Coligio stopped midsentence and frowned.
“Sir, are you all right?” asked Danielle.
He nodded, but it wasn’t convincing.
“Dad?” said junior.
Coligio senior let out a prayer to his savior and launched himself out of the chair. He chose his seat well, because the solid arms helped get him up and out quickly, and he dashed away stiff-legged, down the hall.
We all watched him go, and then the younger man turned to Danielle. “My dad had nothing to do with what happened. Look at him. He’s as sick as anyone.”
“I can assure you, there was no implication in my question,” said Danielle.
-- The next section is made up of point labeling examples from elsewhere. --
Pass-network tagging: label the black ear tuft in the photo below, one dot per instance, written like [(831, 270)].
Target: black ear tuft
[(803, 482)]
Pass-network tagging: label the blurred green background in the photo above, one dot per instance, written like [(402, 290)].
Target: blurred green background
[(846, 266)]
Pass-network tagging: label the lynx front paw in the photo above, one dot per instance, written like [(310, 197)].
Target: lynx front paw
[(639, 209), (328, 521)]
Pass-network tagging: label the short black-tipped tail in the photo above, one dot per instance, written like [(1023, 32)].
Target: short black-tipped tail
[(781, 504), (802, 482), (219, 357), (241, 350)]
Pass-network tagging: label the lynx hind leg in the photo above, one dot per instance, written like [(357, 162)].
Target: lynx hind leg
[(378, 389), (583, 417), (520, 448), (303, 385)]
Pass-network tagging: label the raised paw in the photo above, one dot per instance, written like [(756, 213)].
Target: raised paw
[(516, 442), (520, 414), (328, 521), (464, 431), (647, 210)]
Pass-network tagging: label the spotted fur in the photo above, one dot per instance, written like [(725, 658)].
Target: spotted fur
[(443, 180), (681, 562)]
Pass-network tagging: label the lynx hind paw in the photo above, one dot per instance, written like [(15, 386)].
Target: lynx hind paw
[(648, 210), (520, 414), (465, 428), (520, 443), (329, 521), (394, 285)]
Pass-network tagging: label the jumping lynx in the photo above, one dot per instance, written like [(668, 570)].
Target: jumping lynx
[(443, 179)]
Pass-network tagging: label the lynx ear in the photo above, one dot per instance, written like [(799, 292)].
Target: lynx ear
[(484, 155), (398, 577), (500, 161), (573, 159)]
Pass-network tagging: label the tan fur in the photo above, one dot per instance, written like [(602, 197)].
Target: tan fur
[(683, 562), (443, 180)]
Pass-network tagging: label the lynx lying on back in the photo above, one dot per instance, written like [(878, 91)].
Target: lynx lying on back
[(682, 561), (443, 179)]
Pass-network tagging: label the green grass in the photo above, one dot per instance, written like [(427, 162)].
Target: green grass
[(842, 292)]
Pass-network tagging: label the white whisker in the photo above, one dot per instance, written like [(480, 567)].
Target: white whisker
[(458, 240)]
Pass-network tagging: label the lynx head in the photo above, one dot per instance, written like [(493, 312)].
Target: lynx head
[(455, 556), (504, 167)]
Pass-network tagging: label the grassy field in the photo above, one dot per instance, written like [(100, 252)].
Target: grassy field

“Except there was. You implied that someone intended to disrupt my wedding ceremony.”
“That was just lucky timing,” I said. “Or unlucky, as the case may be.”
“Why?”
“The evidence suggests that the contamination took place at the rehearsal dinner. Everything happening the way it did, that was just bad luck. The virus might have incubated shorter, or it might have incubated longer. It was just unlucky it happened when it did.” I was talking but I was also thinking. Perhaps what I said should have remained internal dialogue, because I knew next to nothing about the incubation period other than what Connie Persil had told us.